A teoria “menos é mais” nunca foi tão apropriada como proposta de revalorização do humano e ganha adeptos.

Luce Pereira (texto)
greg (arte)

Levamos a vida inteira a acumular coisas, porque assim a revolução industrial e o consumismo ensinaram, e então passamos a medir a felicidade pela quantidade do que foi adquirido. Confundimos ser com ter e acabamos vitimados por uma tremenda sensação de vazio, questionando se não estaria na hora de rever hábitos, comportamentos, conceitos, crenças. Mas bendita dúvida, considerando que conquistas exigem muito tempo e que ele deveria estar a serviço de uma substancial melhora da qualidade de vida, pois, afinal, ela passa num piscar de olhos. Mas não importa o tipo de reeducação – qualquer uma exige consciência, maturidade e coragem. Mudar radicalmente é como implodir um edifício e começar outra construção que em nada lembre a anterior. Quem se habilita? A cada dia, milhares de pessoas ao redor do mundo, sobretudo as que descobriram no minimalismo a resposta para suas angústias. Passaram a valorizar mais as pessoas do que os objetos e, tendo outra relação com eles, conseguiram enxergar a própria essência, o que realmente importa e faz sentido.
Por isso, nem cheguei a me surpreender quando soube que a mãe de certa amiga francesa, uma senhora animada a colecionar pedras semipreciosas e outros objetos interessantes, resolveu se desfazer aos poucos da maior parte dos pertences acumulados no apartamento da família, em Estrasburgo.
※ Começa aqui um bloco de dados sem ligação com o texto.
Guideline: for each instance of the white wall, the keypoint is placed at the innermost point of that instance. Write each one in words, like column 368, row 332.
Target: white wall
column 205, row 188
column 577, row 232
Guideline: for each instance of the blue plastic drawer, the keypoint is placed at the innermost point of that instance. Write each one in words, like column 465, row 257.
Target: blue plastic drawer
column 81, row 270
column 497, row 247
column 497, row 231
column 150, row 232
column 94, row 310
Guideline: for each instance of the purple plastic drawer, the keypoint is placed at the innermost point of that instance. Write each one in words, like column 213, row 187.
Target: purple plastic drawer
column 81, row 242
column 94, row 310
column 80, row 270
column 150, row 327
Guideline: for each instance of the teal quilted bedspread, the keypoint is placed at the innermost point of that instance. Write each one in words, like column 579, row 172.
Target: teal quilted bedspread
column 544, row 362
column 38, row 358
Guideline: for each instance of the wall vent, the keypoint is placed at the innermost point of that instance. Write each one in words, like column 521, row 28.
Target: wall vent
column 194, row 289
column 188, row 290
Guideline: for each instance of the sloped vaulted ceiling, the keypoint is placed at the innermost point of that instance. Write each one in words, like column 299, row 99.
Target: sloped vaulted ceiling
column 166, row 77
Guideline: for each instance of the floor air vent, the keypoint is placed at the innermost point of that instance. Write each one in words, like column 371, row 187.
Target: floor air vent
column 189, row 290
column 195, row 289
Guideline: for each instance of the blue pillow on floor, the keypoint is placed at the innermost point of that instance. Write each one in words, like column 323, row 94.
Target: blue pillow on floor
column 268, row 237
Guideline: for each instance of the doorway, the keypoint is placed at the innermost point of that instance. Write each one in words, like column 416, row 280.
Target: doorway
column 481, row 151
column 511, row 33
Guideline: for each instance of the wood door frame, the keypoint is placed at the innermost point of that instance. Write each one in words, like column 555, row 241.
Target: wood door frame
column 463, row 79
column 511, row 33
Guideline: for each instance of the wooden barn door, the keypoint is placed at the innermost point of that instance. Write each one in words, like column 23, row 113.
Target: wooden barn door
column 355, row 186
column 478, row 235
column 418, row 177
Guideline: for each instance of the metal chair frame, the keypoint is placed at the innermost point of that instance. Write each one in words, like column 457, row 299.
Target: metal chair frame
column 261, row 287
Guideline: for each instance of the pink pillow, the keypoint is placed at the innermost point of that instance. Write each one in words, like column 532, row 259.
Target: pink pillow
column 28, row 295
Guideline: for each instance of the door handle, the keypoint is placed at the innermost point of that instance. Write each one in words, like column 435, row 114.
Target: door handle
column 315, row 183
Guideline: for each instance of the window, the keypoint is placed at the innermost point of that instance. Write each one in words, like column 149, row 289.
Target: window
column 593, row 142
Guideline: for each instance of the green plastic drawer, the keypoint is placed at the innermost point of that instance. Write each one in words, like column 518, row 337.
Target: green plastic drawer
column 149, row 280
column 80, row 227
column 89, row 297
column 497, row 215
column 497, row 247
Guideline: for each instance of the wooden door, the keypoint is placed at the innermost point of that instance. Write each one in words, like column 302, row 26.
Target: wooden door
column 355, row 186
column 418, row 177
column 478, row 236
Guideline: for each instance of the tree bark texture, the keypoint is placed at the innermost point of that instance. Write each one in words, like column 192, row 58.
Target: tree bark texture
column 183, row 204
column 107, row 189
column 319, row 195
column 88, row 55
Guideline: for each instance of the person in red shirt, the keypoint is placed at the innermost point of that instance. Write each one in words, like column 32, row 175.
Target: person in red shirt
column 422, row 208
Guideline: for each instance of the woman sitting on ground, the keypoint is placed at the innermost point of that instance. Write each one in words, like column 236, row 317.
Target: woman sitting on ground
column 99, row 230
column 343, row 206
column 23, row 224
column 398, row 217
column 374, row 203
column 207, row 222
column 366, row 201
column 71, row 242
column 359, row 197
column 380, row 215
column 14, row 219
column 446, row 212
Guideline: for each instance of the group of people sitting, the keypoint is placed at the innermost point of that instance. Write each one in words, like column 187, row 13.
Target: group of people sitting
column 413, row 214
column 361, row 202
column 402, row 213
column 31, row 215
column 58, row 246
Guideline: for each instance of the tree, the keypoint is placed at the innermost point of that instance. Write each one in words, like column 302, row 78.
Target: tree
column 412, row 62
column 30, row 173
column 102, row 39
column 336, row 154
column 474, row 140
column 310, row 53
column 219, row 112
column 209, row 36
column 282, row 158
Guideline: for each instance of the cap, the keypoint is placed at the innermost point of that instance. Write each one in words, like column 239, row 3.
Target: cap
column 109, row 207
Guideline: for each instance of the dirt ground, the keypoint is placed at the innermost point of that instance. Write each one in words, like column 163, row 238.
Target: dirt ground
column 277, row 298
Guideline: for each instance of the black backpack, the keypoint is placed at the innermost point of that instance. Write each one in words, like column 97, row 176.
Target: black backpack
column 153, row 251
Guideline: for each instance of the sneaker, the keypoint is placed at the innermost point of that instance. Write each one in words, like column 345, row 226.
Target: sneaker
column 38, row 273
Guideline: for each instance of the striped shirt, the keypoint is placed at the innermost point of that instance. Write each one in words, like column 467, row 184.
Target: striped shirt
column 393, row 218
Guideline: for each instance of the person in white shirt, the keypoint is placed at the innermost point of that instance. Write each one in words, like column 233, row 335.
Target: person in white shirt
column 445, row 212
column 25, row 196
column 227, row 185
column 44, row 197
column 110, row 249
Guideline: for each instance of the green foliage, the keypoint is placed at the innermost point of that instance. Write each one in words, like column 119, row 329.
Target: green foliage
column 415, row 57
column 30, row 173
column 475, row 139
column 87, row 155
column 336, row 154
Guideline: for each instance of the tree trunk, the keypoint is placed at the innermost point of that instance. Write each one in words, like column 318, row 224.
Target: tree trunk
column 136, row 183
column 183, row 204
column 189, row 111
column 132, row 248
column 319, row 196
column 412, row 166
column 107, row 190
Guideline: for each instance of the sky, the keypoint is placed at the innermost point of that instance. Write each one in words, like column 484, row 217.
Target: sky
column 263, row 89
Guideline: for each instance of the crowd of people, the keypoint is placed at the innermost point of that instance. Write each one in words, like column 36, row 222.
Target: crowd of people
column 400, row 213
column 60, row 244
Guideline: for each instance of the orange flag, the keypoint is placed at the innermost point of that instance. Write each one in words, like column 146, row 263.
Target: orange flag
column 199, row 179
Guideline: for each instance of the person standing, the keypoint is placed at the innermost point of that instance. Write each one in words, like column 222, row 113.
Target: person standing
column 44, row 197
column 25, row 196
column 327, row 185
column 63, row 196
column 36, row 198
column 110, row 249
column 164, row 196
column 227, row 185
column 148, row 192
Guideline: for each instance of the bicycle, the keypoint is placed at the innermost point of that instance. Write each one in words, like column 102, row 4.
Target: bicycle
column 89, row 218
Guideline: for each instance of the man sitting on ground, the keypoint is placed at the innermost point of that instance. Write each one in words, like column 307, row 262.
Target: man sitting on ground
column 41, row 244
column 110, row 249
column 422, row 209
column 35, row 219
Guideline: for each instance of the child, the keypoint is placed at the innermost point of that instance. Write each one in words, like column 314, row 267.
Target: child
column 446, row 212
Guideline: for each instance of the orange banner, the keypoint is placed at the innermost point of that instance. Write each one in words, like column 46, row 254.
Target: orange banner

Percebeu que a sensação de liberdade se ampliava à medida que os espaços iam ficando livres, ocupados apenas com coisas necessárias à rotina pessoal e da casa. E enquanto reduzia o consumo e canalizava as energias para questões íntimas verdadeiramente importantes, logo encontrava tempo e gosto em experimentar situações novas, experiências adiadas pelo foco nas conquistas materiais. Como era de se esperar, também a filha se viu impelida a ter o mesmo nível de reflexão e o desfecho da história tornou-se óbvio: passaram a compartilhar mais prazeres como viagens e a ver o futuro sob nova (e saudável) perspectiva: nada pode ser mais urgente do que aproveitar o agora, sabendo, também, que nada na vida vale mais do que a própria vida – experiência única, aventura preciosa.
Não resista à ideia do “menos é mais” acreditando que ela se adequa apenas a pessoas que passaram dos 60 anos e já não precisam de quase nada, depois de seis décadas de consumo. Os dois jovens norte-americanos Ryan Nicodemus (ex-publicitário) e Joshua Fields (ex-empresário), donos do blog The minimalists, trocaram carros de luxo, apartamentos espaçosos e roupas de marcas famosas por mais liberdade, mais paixão pela vida e mais experiências, como ensinam no filme Minimalism: A Documentary About the Important Things (Minimalismo: um documentário sobre as coisas que importam), do qual os dois são autores. Antes deles, a também norte-americana Francine Jay, que assina Menos é mais: um guia minimalista para organizar e simplificar sua vida, best -seller considerado como a Bíblia do minimalismo nos dias de hoje, já fazia a cabeça de milhares sobre a necessidade de se dar mais importância às pessoas e à natureza do que aos objetos. No fundo, o que todos propõe é um retorno ao essencial.
A busca pela simplicidade e a luta contra o desapego são desafios dos maiores para sociedades do Ocidente que encontraram no consumo uma espécie de válvula de escape por onde, acreditavam, sumiriam frustrações e faltas. Mas este script não produziu um filme de final feliz. E embora com muito atraso, percebe-se que é necessário uma nova consciência acerca da real importância das coisas, sob pena de elas nos possuírem e não o contrário. A propósito, esta é uma das mais reluzentes verdades do filme Clube da Luta (de David Fincher), só para lembrar que sobram recados e reflexões neste caminho.